For years I put my children and my husband above me. And I’m some ways I most definitely created the issues by doing this. When I spoke about this need to find me, foenixRising, not the Mom, the wife, the bad dream chaser, the rule enforcer, the maid, the laundry lady, the playmate, the anything of me before motherhood my H encouraged me to do so but in my own time. My needs of adult conversation, affection, appreciation, self care... they were mine to make and I never did. I tried but they were never a priority bc there was so much else to do. While I did reach out for help and expressed my unhappiness, it wasn’t taken seriously and I started dreaming of a divorce. Literally thinking how nice it would be to only have to clean, cook, care for my kids part time and have a weekend to myself occasionally. I found myself relating to and understanding the moms that lost their shit and left their families. The thought comforted me on my worst days. For two years I tried to hold everything together while it all was falling apart. I expressed all of this to my BS and everytime he’d say he’d work on it and didn’t. I went to counseling, took antidepressants, encouraged BS to come with me and was continuously ignored. I asked for a divorce a year ago. Was told we couldn’t afford it. From there I knew I needed to get my shit together and prepare to leave. Looked for a job... started getting my ducks in a row. Enough was enough. Then the A with BS’s (and my) close friend happened. It’s funny now when I look back... AP’s wife knew things weren’t great. She told AP and through this past conversation about BS texting with AP, I found out BS had also told AP we weren’t doing great. And that is when AP reaches out.
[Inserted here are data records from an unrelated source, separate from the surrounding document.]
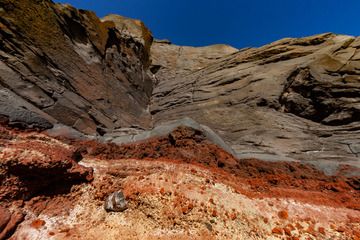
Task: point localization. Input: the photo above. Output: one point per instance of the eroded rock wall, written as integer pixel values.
(70, 67)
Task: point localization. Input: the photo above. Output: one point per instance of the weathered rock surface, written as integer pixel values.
(115, 202)
(292, 99)
(33, 164)
(67, 63)
(295, 99)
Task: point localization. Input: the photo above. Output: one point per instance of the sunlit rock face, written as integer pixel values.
(70, 67)
(107, 133)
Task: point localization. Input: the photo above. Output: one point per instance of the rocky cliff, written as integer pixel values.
(205, 143)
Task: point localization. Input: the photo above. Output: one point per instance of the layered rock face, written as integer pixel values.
(292, 99)
(63, 65)
(189, 143)
(295, 99)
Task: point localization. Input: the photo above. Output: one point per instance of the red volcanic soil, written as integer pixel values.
(293, 180)
(33, 164)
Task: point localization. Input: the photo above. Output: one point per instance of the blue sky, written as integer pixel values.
(240, 23)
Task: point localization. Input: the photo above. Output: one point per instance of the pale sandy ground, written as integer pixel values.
(181, 201)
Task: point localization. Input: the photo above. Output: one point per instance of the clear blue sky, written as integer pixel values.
(239, 23)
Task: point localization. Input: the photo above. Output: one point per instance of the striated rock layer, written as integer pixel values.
(205, 143)
(295, 99)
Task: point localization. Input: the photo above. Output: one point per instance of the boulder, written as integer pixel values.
(115, 202)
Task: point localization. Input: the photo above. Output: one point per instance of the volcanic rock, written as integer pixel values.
(69, 64)
(115, 202)
(295, 99)
(34, 165)
(5, 216)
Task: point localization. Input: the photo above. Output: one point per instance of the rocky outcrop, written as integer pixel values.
(71, 68)
(292, 99)
(33, 164)
(295, 99)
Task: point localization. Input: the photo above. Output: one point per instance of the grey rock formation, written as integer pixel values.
(70, 65)
(295, 99)
(166, 129)
(115, 202)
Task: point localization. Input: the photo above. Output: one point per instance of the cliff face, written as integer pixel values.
(292, 99)
(66, 65)
(203, 143)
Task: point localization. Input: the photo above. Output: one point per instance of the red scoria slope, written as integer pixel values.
(178, 186)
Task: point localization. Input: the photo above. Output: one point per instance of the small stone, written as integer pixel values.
(5, 216)
(115, 202)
He knew that BS and I had not been intimate in years. He knew that I wanted intimacy bc his wife had told him! Looking back I can’t decide if I was just that fucking dumb to really think this A was fate and true love or if in some ways it was premeditated by AP. I struggle with that. And I think that’s the biggest part of me I need to figure out. Like I know how I got there but I’m not sure how I was ok with my betrayal.
But, while I continue to hate what I’ve done, parts of me are glad bc BS and I hit rock bottom and are trying to build back up. And now, BS is supportive of my need for me and makes time and takes over half of everything else so that I can work, I’m back in school, I’m getting out with friends. Now I am still mom, wife, launderer, house keeper, bad dream chaser, all that, but so is he. I’m also Foenix, an artist who makes time to paint, a teacher that works with autistic students, and grad student. Those are things that I want for me and they are now a priority for my whole family. Even my boys have stepped up to the plate to make moms load less so foenix can rise.
I don’t know what will happen in my marriage or that we’ll be able to fix us but I will have myself to fall back on this time if we can’t and I’m not going down without a fight and for the first time I FEEL like my H is fighting too. I reflect back now to how forward I looked (dreamt) to have a weekend to myself if we D. That makes me so sad. I don’t want to ever go a day without seeing my kids and can’t believe I ever thought way. I am much more the woman I want to be today then I was a year ago.
Does that make sense and answer your question? And thank you for the hugs! They’re very appreciated and warm.